Clothing is Important Too!


Even though the rate of skin cancer is increasing, year on year, we are lucky enough to live in an age when there are always new technological advances. Protecting ourselves against the harmful rays of the sun can seem like a lot of trouble to go to but making simple changes around what kind of clothes you purchase and wear during the day when there is a high UV Index, coupled with seeking shade when appropriate and the use of sun cream with a high UVA/UVB rating will give you and your family the best protection possible.


When getting dressed to go out into the sun (or a cloudy day with a high rating on the UV Index), keep in mind that dark coloured clothes, linen, cotton and hemp are ideal for helping to protect you from the harmful rays. If you are heading to the beach or swimming pool, clothes with UltraViolet Protection Factor or UVF are a great option. You still need to adhere to applying sunscreen and seeking out shade but these clothes offer even more protection – especially for children who love the water and don’t like sitting still for their cream to be applied. quote the following statistics regarding the level of protection given by UVF clothing:

Here are the UPF ratings for clothes:

  • UPF 15-24: Blocks 93.3-95% UV radiation.
  • UPF 25-39: Blocks 96-97.4% UV radiation.
  • 40 and over: Blocks 97.5% or more UV radiation.

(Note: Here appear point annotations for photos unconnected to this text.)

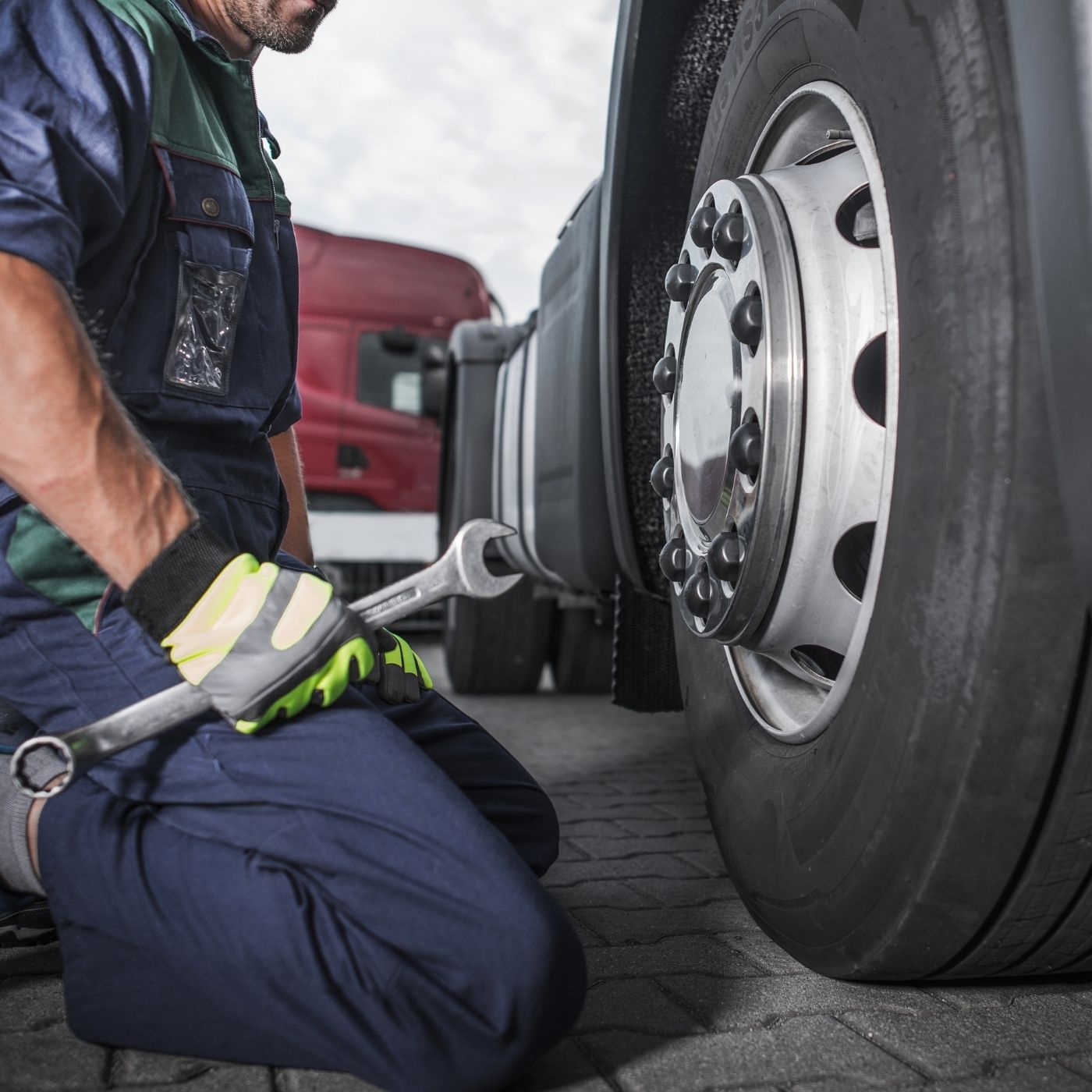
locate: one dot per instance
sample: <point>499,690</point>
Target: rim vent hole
<point>870,379</point>
<point>852,557</point>
<point>856,220</point>
<point>826,663</point>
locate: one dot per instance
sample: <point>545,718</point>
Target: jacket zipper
<point>261,152</point>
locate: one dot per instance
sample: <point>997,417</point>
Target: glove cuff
<point>166,590</point>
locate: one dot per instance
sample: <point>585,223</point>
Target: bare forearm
<point>297,537</point>
<point>66,444</point>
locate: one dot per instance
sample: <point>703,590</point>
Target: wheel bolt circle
<point>673,559</point>
<point>679,282</point>
<point>701,226</point>
<point>724,557</point>
<point>745,448</point>
<point>663,477</point>
<point>665,374</point>
<point>698,594</point>
<point>747,320</point>
<point>728,236</point>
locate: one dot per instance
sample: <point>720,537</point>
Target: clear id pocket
<point>210,303</point>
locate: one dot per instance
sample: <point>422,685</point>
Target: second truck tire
<point>939,824</point>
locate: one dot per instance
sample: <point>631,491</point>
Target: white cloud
<point>466,126</point>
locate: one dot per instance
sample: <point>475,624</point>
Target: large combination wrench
<point>460,571</point>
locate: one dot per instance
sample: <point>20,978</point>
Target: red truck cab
<point>374,321</point>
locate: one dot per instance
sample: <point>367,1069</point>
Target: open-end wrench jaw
<point>469,546</point>
<point>460,571</point>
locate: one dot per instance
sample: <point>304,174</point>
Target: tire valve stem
<point>701,226</point>
<point>724,556</point>
<point>665,374</point>
<point>747,320</point>
<point>679,282</point>
<point>663,477</point>
<point>729,235</point>
<point>698,594</point>
<point>745,448</point>
<point>673,559</point>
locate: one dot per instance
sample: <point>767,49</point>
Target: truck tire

Source: Standards Australia 1996



Clothes that are threadbare, stretched too tight or wet are not as effective at protecting us against UV rays. It may be a good time to go through your summer wardrobe and remove anything that doesn’t fit well or is very old. Make sure to keep spare clothes in the car for the beach or in case you get wet to ensure that you have something dry to put on once you are finished swimming.